Your Kubernetes pod just got killed with an OOMKilled status. The container keeps restarting, entering a CrashLoopBackOff state. Sound familiar? This is one of the most common issues in Kubernetes, and fortunately, it's straightforward to diagnose and fix.

Quick Answer

Your pod is using more memory than its configured limit. To fix it:

bash

kubectl describe pod <pod-name> | grep -A 5 "Last State"

If you see Reason: OOMKilled, increase the memory limit in your deployment:

yaml

resources:
  limits:
    memory: "512Mi"  # Increase this value
  requests:
    memory: "256Mi"

What Causes OOMKilled?

Kubernetes kills pods with OOMKilled when a container exceeds its memory limit. This is the kernel's Out-Of-Memory (OOM) killer in action, protecting the node from running out of memory.

Common Causes

Cause	Description
Memory limit too low	The limit doesn't match actual application needs
Memory leak	Application continuously allocates memory without releasing it
Traffic spike	Sudden increase in load causes higher memory usage
JVM heap misconfiguration	Java apps with heap size exceeding container limit
Caching without bounds	In-memory caches growing unbounded

Step-by-Step Troubleshooting

Step 1: Confirm the OOMKilled Status

First, check if your pod was actually OOMKilled:

bash

kubectl describe pod <pod-name>

Look for this in the output:

javascript

Last State:     Terminated
  Reason:       OOMKilled
  Exit Code:    137

Exit code 137 = 128 + 9 (SIGKILL). This confirms the kernel killed your container.
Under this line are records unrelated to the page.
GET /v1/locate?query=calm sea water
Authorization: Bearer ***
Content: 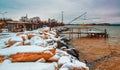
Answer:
[65,26,120,45]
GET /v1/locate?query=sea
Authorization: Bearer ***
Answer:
[63,26,120,45]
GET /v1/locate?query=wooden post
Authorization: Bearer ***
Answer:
[71,28,73,39]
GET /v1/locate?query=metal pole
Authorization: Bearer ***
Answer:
[61,11,63,23]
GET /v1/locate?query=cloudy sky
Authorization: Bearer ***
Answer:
[0,0,120,23]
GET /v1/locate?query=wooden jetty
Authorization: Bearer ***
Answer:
[59,27,108,39]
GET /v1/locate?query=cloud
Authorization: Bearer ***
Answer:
[0,0,120,23]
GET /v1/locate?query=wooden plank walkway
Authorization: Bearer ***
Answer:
[59,27,108,39]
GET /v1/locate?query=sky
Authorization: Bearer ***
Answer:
[0,0,120,23]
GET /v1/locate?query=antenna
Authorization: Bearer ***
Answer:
[61,11,63,23]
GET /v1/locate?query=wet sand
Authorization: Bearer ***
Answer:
[72,38,120,70]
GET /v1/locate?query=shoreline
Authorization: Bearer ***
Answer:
[72,38,120,70]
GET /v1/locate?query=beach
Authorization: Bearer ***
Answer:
[72,38,120,70]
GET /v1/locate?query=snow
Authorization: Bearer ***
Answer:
[10,36,23,42]
[0,62,55,70]
[58,56,70,64]
[0,45,51,55]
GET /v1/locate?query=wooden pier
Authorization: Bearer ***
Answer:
[59,27,108,39]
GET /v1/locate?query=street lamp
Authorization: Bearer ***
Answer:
[0,12,7,20]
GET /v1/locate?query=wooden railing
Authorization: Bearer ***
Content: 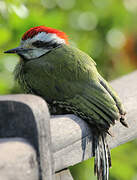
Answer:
[0,71,137,180]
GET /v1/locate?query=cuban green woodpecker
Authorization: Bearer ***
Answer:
[5,26,127,180]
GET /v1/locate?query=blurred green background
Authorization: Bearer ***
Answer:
[0,0,137,180]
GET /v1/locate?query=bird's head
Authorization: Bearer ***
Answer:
[5,26,68,60]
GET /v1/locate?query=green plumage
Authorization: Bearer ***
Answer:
[15,45,127,180]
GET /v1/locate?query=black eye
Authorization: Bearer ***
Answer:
[32,41,45,48]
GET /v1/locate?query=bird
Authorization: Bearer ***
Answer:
[5,26,128,180]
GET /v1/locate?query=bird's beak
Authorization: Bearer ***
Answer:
[4,47,23,54]
[4,47,31,54]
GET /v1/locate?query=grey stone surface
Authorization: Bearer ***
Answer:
[0,138,39,180]
[0,95,54,180]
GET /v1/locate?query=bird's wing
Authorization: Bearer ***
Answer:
[26,46,123,129]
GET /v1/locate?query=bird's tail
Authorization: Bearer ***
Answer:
[93,134,111,180]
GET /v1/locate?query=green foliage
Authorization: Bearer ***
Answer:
[0,0,137,180]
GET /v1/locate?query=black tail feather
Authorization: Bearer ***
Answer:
[94,134,111,180]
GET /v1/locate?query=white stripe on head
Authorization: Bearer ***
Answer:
[21,32,65,46]
[20,32,66,59]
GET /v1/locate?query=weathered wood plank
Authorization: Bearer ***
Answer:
[51,71,137,171]
[0,71,137,180]
[0,95,54,180]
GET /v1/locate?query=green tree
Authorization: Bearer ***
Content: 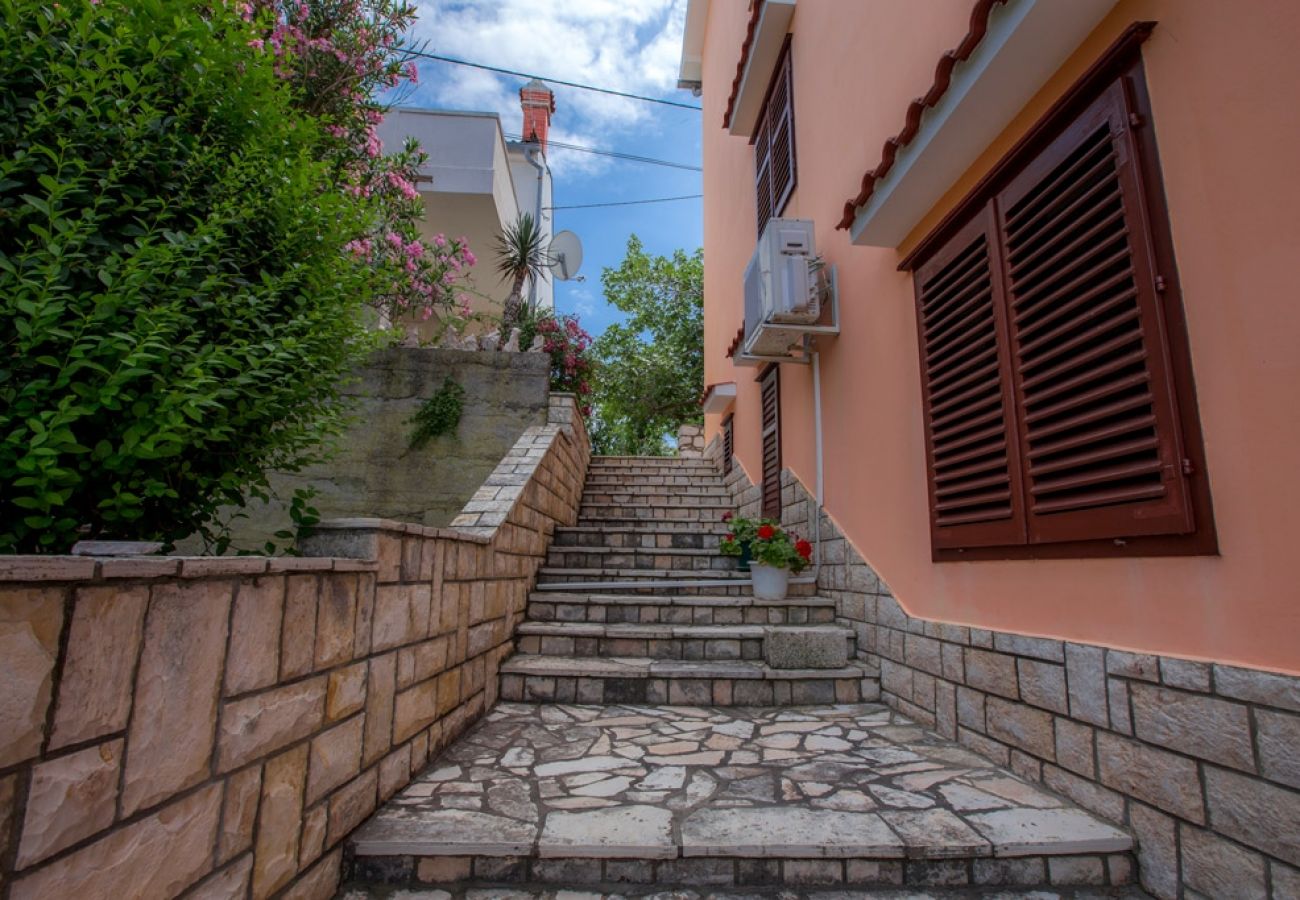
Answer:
[592,234,705,455]
[0,0,384,551]
[497,212,550,341]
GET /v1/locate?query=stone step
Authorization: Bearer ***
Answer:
[579,488,732,509]
[581,485,733,509]
[577,503,731,525]
[516,622,854,668]
[584,473,727,490]
[551,522,727,551]
[501,653,880,706]
[546,544,744,577]
[528,590,835,626]
[556,510,727,535]
[537,566,816,597]
[342,702,1141,900]
[592,457,716,472]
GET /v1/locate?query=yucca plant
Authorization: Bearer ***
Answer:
[497,212,551,339]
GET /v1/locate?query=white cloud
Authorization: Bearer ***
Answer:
[403,0,685,176]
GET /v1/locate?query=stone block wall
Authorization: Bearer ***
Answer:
[709,441,1300,900]
[223,347,550,551]
[0,398,589,900]
[677,425,705,459]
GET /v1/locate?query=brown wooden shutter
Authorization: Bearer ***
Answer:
[995,81,1193,544]
[761,365,781,519]
[915,211,1024,549]
[723,412,736,475]
[767,43,794,216]
[754,117,772,237]
[754,38,796,235]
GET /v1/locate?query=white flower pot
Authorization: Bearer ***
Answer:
[749,562,790,600]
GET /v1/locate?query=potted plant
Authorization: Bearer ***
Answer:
[720,516,813,600]
[719,512,758,572]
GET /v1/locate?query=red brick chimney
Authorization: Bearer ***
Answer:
[519,78,555,153]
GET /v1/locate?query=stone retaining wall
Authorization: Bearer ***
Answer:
[677,425,705,459]
[223,347,550,551]
[710,447,1300,900]
[0,397,589,900]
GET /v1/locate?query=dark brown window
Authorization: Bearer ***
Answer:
[915,35,1214,558]
[761,365,781,519]
[723,412,736,475]
[754,39,796,234]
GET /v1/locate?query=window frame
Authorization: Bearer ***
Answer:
[900,22,1218,562]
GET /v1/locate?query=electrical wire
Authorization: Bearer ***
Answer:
[506,133,703,172]
[553,194,703,209]
[402,47,703,112]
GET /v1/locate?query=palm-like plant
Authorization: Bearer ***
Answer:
[497,212,550,338]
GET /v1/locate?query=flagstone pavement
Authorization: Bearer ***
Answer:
[341,704,1141,900]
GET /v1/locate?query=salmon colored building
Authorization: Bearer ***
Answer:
[681,0,1300,896]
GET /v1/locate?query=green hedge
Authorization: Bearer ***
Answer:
[0,0,372,551]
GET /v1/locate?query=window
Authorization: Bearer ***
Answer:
[759,365,781,519]
[723,412,736,475]
[754,38,796,235]
[914,49,1214,559]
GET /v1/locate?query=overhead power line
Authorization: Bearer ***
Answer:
[402,47,703,112]
[545,194,703,209]
[506,133,703,172]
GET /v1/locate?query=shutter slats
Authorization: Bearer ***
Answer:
[914,61,1208,558]
[759,365,781,519]
[1030,436,1158,477]
[996,85,1190,544]
[1026,415,1156,462]
[754,44,796,237]
[1019,271,1136,341]
[917,215,1024,546]
[723,414,736,475]
[1015,304,1141,379]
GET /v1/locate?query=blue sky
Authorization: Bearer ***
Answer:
[402,0,703,334]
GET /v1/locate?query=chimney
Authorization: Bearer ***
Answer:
[519,78,555,153]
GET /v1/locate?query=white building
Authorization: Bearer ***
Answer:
[378,79,555,330]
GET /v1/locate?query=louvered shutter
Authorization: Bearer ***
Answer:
[723,412,736,475]
[754,117,772,237]
[767,47,794,216]
[915,211,1024,549]
[761,365,781,519]
[995,82,1193,544]
[754,42,796,235]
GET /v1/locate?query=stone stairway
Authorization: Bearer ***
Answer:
[341,458,1139,900]
[501,457,880,706]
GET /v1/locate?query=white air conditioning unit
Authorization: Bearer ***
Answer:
[742,218,822,358]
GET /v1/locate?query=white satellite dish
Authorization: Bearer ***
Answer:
[546,232,582,281]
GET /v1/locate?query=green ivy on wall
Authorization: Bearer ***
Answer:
[407,375,465,450]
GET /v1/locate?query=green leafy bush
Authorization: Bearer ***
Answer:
[410,375,465,450]
[0,0,373,551]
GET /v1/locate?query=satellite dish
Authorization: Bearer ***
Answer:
[546,232,582,281]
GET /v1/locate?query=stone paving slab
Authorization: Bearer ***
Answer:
[352,704,1132,860]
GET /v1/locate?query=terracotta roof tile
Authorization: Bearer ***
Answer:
[723,0,763,127]
[837,0,1006,229]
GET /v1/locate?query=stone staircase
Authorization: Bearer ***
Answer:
[501,457,880,706]
[339,458,1140,900]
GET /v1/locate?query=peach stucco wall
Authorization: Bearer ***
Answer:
[703,0,1300,672]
Step 2: Check Current Resource Configuration

See what limits are currently set:

bash

kubectl get pod <pod-name> -o jsonpath='{.spec.containers[0].resources}' | jq

Or for a deployment:

bash

kubectl get deployment <deployment-name> -o jsonpath='{.spec.template.spec.containers[0].resources}' | jq

Step 3: Analyze Actual Memory Usage

If you have metrics-server installed, check real usage:

bash

kubectl top pod <pod-name>

Compare the MEMORY column to your configured limit. If it's close to or at the limit, you've found the problem.

Step 4: Check Events for Patterns

Look at cluster events to see if this is a recurring issue:

bash

kubectl get events --field-selector reason=OOMKilling --sort-by='.lastTimestamp'

Common Solutions

Solution A: Increase Memory Limit

The most common fix is simply giving your container more memory:

yaml

apiVersion: apps/v1
kind: Deployment
metadata:
  name: my-app
spec:
  template:
    spec:
      containers:
      - name: my-app
        resources:
          requests:
            memory: "256Mi"
            cpu: "100m"
          limits:
            memory: "512Mi"  # Increased from 256Mi
            cpu: "500m"

Apply the change:

bash

kubectl apply -f deployment.yaml

Pro tip: Start with 2x your average memory usage as the limit, then adjust based on monitoring.

Solution B: Fix Memory Leaks

If memory usage grows continuously until OOMKilled, you likely have a memory leak. Steps to debug:

Profile the application locally with tools like pprof (Go), VisualVM (Java), or memory_profiler (Python)
Check for common patterns:

Solution C: Configure JVM Heap (Java Apps)

For Java applications, ensure the JVM heap fits within the container limit:

yaml

env:
- name: JAVA_OPTS
  value: "-Xmx384m -Xms256m"
resources:
  limits:
    memory: "512Mi"  # Must be > Xmx + ~100Mi for non-heap

Rule of thumb: Container limit = Xmx + 128Mi (for metaspace, threads, native memory)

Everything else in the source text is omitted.